William Shakespeare

Academic Review - Shakespearean Negotiations

Shakespearean Negotiations
Author: Stephen Greenblatt
(University of California Press)


Shakespearean Negotiations


Stephen Greenblatt’s compilation of five essays discusses aspects of Renaissance society demonstrated in Shakespeare’s plays, four of which focus on a major genre. His book is a good secondary source, a mixture of literature and history. Published in 1988 by the University of California Press, this title is a reference for Elizabethan studies.

“The Circulation of Social Energy” serves as an introduction. Greenblatt defines “social energy” as the ability to arouse emotions or reactions across a broad spectrum. Other critics have used the term “universal” to describe Shakespeare’s talent in communicating beyond his own time. He explains how the playwright succeeded in moving concepts from one place to another, across shifting boundaries.

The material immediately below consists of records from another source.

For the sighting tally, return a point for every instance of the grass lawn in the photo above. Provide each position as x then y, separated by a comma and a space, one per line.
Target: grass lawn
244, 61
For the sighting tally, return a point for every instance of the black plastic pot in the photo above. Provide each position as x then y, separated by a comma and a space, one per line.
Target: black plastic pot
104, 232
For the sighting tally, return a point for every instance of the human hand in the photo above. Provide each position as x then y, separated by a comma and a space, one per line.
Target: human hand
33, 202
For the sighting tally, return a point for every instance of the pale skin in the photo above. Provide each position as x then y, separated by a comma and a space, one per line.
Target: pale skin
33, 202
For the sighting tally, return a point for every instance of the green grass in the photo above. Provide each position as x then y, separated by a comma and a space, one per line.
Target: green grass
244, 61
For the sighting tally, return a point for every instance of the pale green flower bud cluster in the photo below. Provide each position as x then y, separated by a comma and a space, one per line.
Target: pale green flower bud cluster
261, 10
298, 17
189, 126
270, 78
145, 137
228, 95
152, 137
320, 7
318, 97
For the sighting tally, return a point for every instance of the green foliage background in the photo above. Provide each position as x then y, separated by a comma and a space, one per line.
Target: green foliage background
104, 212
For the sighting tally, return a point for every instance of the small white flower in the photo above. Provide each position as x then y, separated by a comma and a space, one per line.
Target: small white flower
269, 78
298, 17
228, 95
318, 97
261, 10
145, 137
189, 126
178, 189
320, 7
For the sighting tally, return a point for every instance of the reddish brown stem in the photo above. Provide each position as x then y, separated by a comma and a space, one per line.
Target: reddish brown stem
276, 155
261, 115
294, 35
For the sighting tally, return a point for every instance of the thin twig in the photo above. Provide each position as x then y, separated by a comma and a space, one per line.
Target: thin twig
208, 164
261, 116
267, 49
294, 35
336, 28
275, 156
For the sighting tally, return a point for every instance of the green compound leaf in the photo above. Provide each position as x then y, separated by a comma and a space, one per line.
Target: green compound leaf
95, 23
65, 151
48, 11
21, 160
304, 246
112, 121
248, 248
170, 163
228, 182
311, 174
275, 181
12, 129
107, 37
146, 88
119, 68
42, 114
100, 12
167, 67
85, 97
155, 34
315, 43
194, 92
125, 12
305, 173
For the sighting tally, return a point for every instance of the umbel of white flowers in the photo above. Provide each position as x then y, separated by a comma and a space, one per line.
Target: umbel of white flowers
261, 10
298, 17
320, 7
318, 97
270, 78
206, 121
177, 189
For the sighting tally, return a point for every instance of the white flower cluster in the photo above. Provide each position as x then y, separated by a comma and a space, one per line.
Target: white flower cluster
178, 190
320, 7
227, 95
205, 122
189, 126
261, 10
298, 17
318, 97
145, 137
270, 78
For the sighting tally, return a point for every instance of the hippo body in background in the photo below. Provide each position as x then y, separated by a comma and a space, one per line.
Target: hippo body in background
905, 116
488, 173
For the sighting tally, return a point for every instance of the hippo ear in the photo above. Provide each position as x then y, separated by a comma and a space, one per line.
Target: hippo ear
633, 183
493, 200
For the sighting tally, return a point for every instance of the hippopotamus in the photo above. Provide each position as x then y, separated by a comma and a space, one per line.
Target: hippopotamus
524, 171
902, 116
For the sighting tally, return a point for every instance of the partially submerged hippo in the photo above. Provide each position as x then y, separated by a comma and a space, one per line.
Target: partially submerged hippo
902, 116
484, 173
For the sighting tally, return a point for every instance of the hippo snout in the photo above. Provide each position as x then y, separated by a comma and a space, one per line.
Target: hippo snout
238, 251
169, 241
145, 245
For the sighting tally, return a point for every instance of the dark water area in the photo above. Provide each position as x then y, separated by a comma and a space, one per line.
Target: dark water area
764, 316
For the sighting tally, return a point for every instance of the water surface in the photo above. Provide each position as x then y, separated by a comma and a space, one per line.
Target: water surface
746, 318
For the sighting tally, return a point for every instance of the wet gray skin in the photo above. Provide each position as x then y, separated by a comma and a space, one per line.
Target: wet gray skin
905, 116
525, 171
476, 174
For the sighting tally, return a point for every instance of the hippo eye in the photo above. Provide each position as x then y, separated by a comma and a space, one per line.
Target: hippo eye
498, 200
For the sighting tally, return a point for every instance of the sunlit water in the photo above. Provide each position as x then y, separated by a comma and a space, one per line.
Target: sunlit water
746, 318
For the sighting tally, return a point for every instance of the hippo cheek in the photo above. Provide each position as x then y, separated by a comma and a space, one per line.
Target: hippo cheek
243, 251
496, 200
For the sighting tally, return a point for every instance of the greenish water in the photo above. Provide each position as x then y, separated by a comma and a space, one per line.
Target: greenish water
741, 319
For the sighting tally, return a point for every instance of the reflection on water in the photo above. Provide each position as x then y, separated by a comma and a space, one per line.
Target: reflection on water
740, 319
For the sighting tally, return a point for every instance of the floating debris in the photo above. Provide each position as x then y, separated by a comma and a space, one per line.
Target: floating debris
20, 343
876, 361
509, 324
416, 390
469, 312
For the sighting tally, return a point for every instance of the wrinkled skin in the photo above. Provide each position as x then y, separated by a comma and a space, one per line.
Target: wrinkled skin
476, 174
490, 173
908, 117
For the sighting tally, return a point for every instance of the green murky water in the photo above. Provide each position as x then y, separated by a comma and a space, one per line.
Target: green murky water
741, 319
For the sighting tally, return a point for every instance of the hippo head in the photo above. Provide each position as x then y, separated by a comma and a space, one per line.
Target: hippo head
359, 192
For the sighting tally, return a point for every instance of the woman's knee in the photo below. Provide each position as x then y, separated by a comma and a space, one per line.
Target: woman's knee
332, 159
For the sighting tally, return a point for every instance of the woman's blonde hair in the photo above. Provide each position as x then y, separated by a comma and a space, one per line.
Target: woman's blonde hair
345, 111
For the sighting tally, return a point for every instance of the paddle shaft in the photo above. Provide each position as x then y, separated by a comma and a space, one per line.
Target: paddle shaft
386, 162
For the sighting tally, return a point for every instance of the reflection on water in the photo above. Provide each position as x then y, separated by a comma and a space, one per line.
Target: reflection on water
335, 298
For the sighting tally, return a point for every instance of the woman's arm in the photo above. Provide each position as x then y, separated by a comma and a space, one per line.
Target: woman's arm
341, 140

Greenblatt addresses a dynamic exchange between culture and time: “Power, charisma, sexual excitement, collective dreams, wonder, desire, anxiety, religious awe, free-floating intensities of experience…”

“Invisible Bullets” discusses Shakespeare’s history plays. The title refers to a reference by Native Americans to English colonists who exposed them to diseases for which they had no immunities. Since the Elizabethan audience found history and politics interesting, Shakespeare capitalized on the opportunity to present his unique mix of historical fact and engaging drama. The playwright’s work is an interpretation of events found nowhere else.

Greenblatt states that his plays are concerned with the production and containment of subversion and disorder. “Elizabethan playing companies contrived to absorb, refashion, and exploit some of the fundamental energies of a political authority that was itself already committed to histrionic display and hence ripe for appropriation.”

“Fiction and Friction” is an essay on sexual identity and the humorous situations in romantic comedies. In Elizabethan England, boys acted the roles of women, leading to contemporary discourse about sexuality.

According to Greenblatt, Shakespeare’s comedies contain sexual energy. The playwright used this erotic power in the development of plots that would interest an audience, so the “heat” takes place internally… out of sight… in the imagination. Shakespeare found ways to present sexual friction in his dialogue and in situational tension.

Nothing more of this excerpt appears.